Dense collection of tiny Sensor Nodes (SNs), equipped with a variety of sensors are able to sense events, compute and communicate the estimations to the end user, form a distributed Wireless Sensor Network (WSN). The advances in WSNs have made it plausible to appraise critical aspects of object tracking WSNs that are continuous monitoring of object track and fault tolerance. This paper presents probabilistic performance evaluation of clustering, redundancy reduction, target tracking and fault tolerance phases of Fault-Tolerant Target Tracking (FTTT) protocol. This type of formal modeling with limited number of SNs helps to plan a scalable network with specific constraints related to the application, for example, object tracking quality, life time of the network, energy consumption, latency, QoS and network throughput.

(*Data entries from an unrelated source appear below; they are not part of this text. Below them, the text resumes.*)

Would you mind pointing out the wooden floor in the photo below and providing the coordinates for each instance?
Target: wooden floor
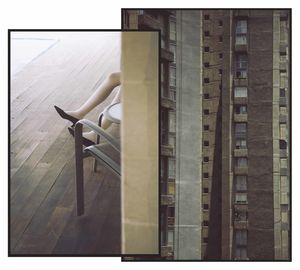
(42, 187)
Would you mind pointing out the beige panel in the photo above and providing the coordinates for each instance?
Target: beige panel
(140, 143)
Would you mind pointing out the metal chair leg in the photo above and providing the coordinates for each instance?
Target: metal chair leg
(79, 169)
(98, 140)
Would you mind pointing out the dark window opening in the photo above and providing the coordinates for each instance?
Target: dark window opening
(282, 92)
(282, 144)
(206, 33)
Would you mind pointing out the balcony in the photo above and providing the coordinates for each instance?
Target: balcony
(283, 118)
(171, 221)
(243, 13)
(283, 65)
(241, 207)
(241, 100)
(282, 101)
(168, 103)
(283, 153)
(147, 22)
(240, 224)
(240, 152)
(241, 170)
(240, 81)
(283, 171)
(166, 55)
(240, 117)
(166, 251)
(241, 47)
(167, 150)
(167, 199)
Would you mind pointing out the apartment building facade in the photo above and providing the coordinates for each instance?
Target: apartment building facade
(225, 91)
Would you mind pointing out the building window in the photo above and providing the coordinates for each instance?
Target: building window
(170, 237)
(282, 144)
(240, 253)
(126, 18)
(172, 33)
(206, 112)
(164, 126)
(171, 188)
(282, 92)
(282, 110)
(240, 91)
(171, 168)
(206, 33)
(241, 237)
(241, 66)
(241, 32)
(241, 182)
(172, 74)
(240, 130)
(205, 190)
(283, 163)
(240, 109)
(240, 215)
(173, 50)
(240, 198)
(240, 143)
(241, 162)
(283, 131)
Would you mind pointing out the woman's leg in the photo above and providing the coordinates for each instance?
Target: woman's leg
(105, 123)
(98, 96)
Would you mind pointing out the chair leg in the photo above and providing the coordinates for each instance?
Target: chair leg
(79, 169)
(98, 140)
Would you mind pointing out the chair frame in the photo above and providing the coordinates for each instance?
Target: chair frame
(81, 153)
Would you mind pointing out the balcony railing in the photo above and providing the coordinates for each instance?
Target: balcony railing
(148, 22)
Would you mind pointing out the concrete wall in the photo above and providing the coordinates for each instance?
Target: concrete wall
(139, 132)
(188, 137)
(260, 141)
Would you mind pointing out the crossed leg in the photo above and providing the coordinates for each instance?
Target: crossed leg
(102, 92)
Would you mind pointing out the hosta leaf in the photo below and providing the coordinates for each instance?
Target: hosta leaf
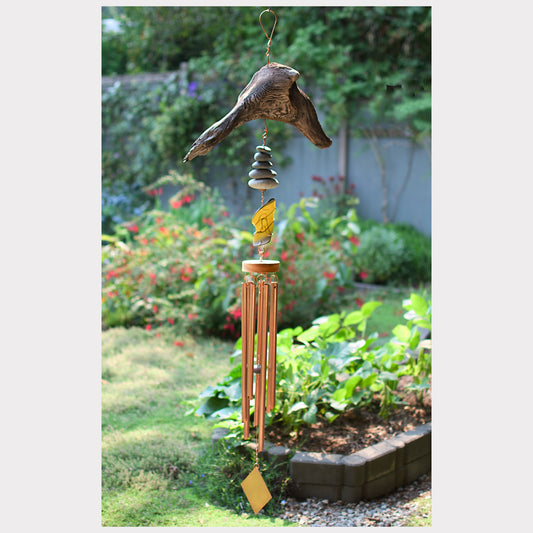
(353, 318)
(309, 335)
(310, 415)
(211, 405)
(369, 307)
(351, 384)
(339, 395)
(418, 304)
(402, 333)
(296, 407)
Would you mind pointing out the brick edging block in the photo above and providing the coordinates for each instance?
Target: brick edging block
(370, 473)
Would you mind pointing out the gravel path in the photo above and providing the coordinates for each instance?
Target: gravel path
(391, 510)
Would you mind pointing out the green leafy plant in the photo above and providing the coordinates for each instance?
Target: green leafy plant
(380, 254)
(330, 367)
(227, 467)
(181, 266)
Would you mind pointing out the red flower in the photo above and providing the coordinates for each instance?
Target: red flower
(236, 314)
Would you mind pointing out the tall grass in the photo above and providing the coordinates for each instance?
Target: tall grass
(149, 446)
(153, 468)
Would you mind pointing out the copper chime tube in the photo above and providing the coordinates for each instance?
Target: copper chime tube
(266, 343)
(272, 334)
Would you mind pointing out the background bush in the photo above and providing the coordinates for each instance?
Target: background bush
(409, 254)
(369, 64)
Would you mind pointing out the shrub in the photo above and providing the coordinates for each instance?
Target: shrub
(415, 264)
(380, 255)
(330, 367)
(182, 267)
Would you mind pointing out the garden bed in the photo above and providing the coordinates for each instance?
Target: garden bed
(356, 429)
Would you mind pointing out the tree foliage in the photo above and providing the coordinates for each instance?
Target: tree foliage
(360, 65)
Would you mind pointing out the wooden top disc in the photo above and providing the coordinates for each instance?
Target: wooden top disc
(257, 266)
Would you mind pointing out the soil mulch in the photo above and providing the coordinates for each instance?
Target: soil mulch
(357, 428)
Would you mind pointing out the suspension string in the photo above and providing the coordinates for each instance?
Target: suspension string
(271, 33)
(265, 134)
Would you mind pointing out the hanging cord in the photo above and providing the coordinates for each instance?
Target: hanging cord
(271, 33)
(265, 135)
(261, 249)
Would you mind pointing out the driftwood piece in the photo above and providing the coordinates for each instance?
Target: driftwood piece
(271, 94)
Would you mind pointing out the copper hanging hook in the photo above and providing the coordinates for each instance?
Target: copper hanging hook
(271, 33)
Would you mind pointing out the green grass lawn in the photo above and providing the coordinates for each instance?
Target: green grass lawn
(150, 448)
(149, 445)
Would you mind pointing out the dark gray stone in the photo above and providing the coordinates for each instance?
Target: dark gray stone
(278, 454)
(354, 470)
(317, 468)
(381, 460)
(380, 486)
(312, 490)
(351, 494)
(416, 468)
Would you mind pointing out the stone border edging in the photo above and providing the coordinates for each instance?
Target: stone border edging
(370, 473)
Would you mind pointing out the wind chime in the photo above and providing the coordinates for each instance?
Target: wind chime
(271, 94)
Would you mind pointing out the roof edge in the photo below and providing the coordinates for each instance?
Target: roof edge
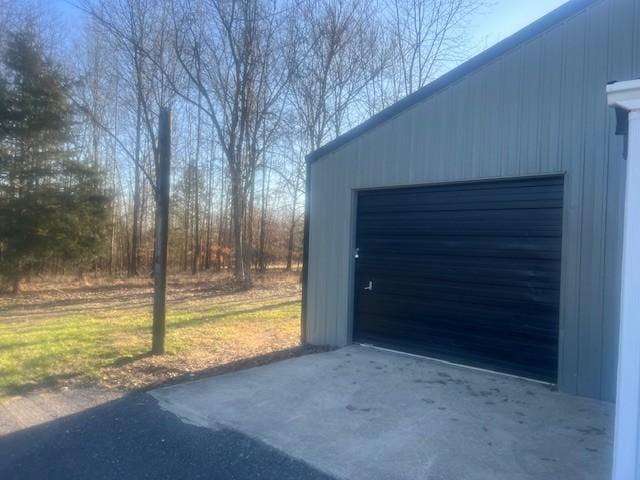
(529, 32)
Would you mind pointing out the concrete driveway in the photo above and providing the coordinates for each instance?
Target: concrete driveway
(362, 413)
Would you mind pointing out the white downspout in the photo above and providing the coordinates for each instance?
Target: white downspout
(626, 463)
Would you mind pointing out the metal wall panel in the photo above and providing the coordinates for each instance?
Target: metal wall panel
(538, 109)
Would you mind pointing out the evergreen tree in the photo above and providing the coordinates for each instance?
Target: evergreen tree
(51, 205)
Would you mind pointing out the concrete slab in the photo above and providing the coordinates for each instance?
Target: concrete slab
(363, 413)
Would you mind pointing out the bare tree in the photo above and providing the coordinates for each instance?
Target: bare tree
(227, 49)
(425, 37)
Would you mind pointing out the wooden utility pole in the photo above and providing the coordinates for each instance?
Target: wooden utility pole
(162, 231)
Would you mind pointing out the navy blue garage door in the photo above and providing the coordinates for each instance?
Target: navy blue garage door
(466, 272)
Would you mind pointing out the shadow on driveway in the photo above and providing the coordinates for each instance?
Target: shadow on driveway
(132, 438)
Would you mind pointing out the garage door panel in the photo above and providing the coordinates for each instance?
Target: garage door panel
(455, 270)
(440, 333)
(465, 246)
(462, 195)
(468, 272)
(475, 316)
(388, 289)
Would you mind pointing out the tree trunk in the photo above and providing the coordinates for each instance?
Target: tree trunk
(262, 263)
(207, 253)
(237, 226)
(162, 232)
(196, 173)
(132, 270)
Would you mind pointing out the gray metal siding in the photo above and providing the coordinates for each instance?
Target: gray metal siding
(538, 109)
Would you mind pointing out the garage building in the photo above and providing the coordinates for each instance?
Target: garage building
(479, 220)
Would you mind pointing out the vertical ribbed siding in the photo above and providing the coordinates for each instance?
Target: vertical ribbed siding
(539, 109)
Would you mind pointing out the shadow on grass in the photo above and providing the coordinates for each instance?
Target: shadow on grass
(190, 322)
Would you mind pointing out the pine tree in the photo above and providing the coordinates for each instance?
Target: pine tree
(51, 205)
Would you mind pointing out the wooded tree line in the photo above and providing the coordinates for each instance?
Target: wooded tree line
(254, 85)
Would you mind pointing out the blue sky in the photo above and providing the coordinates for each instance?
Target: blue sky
(499, 20)
(505, 17)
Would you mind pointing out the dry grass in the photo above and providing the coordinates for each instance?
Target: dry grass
(62, 332)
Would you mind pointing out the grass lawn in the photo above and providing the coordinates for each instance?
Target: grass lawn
(63, 335)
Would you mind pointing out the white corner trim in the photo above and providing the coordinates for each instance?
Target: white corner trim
(624, 94)
(626, 463)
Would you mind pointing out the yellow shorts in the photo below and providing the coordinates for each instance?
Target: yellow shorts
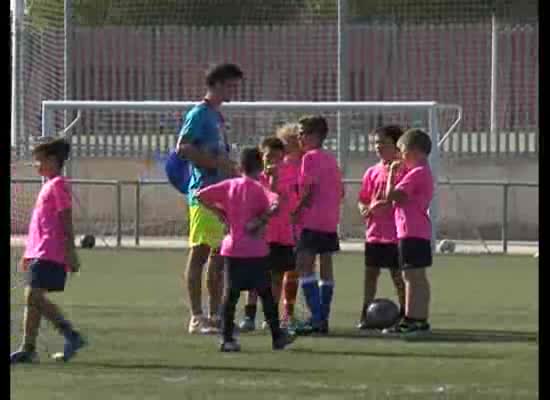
(205, 228)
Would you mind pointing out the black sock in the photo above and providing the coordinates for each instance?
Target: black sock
(271, 312)
(250, 311)
(228, 312)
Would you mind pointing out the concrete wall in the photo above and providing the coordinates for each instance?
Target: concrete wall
(466, 212)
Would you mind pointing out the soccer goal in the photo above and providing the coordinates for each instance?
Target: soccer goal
(146, 130)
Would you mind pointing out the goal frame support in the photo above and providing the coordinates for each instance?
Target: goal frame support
(431, 107)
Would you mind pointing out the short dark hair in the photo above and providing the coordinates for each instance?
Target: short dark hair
(272, 143)
(251, 160)
(416, 139)
(221, 73)
(394, 132)
(58, 148)
(314, 124)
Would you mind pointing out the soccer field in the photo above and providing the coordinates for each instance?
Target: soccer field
(130, 306)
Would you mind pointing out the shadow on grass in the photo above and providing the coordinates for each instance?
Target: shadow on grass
(451, 335)
(190, 368)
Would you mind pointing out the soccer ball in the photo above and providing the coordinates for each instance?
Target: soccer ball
(446, 246)
(87, 242)
(382, 314)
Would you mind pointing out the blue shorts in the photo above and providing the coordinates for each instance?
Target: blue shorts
(47, 275)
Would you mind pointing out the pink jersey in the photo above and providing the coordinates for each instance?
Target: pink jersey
(241, 200)
(279, 228)
(380, 226)
(46, 238)
(320, 171)
(411, 216)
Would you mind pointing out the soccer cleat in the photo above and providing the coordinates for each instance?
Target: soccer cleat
(23, 357)
(71, 347)
(196, 324)
(211, 326)
(283, 341)
(231, 346)
(409, 328)
(307, 328)
(247, 324)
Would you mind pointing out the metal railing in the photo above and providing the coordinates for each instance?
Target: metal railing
(138, 184)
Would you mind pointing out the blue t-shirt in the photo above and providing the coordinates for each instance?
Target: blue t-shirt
(203, 127)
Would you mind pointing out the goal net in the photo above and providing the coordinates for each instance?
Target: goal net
(127, 141)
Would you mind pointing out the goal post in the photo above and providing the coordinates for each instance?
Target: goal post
(345, 111)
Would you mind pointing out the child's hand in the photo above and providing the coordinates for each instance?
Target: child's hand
(376, 206)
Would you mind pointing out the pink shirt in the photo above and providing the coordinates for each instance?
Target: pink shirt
(320, 170)
(46, 238)
(380, 227)
(279, 228)
(411, 216)
(241, 200)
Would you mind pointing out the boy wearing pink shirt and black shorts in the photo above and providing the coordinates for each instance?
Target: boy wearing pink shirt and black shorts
(412, 195)
(321, 193)
(278, 177)
(245, 206)
(381, 250)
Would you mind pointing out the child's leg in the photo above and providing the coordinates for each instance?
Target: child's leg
(290, 292)
(326, 285)
(417, 289)
(277, 285)
(399, 284)
(305, 263)
(370, 286)
(31, 318)
(270, 311)
(251, 304)
(230, 301)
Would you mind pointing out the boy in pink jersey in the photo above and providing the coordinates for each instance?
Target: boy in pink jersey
(380, 236)
(278, 178)
(412, 196)
(245, 206)
(289, 134)
(321, 193)
(49, 254)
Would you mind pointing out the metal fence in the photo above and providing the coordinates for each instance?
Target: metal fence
(137, 187)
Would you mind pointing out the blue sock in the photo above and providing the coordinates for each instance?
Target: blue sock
(310, 288)
(326, 289)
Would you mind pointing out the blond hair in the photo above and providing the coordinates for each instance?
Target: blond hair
(287, 131)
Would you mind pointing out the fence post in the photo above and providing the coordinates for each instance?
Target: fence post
(137, 216)
(118, 214)
(505, 217)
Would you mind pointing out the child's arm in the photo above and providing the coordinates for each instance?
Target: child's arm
(393, 194)
(70, 250)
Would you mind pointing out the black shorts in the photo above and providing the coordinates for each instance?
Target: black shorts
(47, 275)
(381, 255)
(317, 242)
(282, 258)
(247, 273)
(415, 253)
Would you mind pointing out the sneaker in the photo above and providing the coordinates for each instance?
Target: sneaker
(211, 326)
(71, 347)
(230, 346)
(247, 324)
(23, 357)
(196, 324)
(283, 341)
(307, 328)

Modelling and symmetry reduction of a target-tracking protocol using wireless sensor networks

To achieve precise modelling of real-time systems stochastic behaviours are considered which lead towards probabilistic modelling. Probabilistic modelling has been successfully employed in wide array of application domains including, for example, randomised distributed algorithms, communication, security and power management protocols. This study is an improvement over our previous work, which was based on the probabilistic analysis of a cluster-based fault tolerant target-tracking protocol (FTTT) using only grid-based sensor nodes arrangement. Probabilistic modelling is chosen for the analysis of FTTT protocol to facilitate benefits of symmetry reduction in conjunction with modelling. It is believed that for the first time correctness of the simplified version of a target-tracking protocol is verified by developing its continuous-time Markov chain (CTMC) model using symbolic modelling language. The proposed probabilistic model of a target-tracking wireless sensor networks will help to analyse the phases of FTTT protocol on a limited scale with finite utilisation of time. There are three main contributions of this study; first consideration of synchronised events between the modules, second, random placement of sensor nodes is taken into account in addition to grid-based sensor node arrangement, third one is the reduction in state space size through symmetry reduction technique, which also facilitates to analyse a larger size network. Symmetry reduction on Probabilistic Symbolic Model (PRISM) checker models is performed by PRISM-symm and the generic representatives in PRISM (GRIP) tool. Modelling of FTTT protocol is proved better with the usage of PRISM-symm after comparing the results of PRISM model, PRISM-symm and GRIP.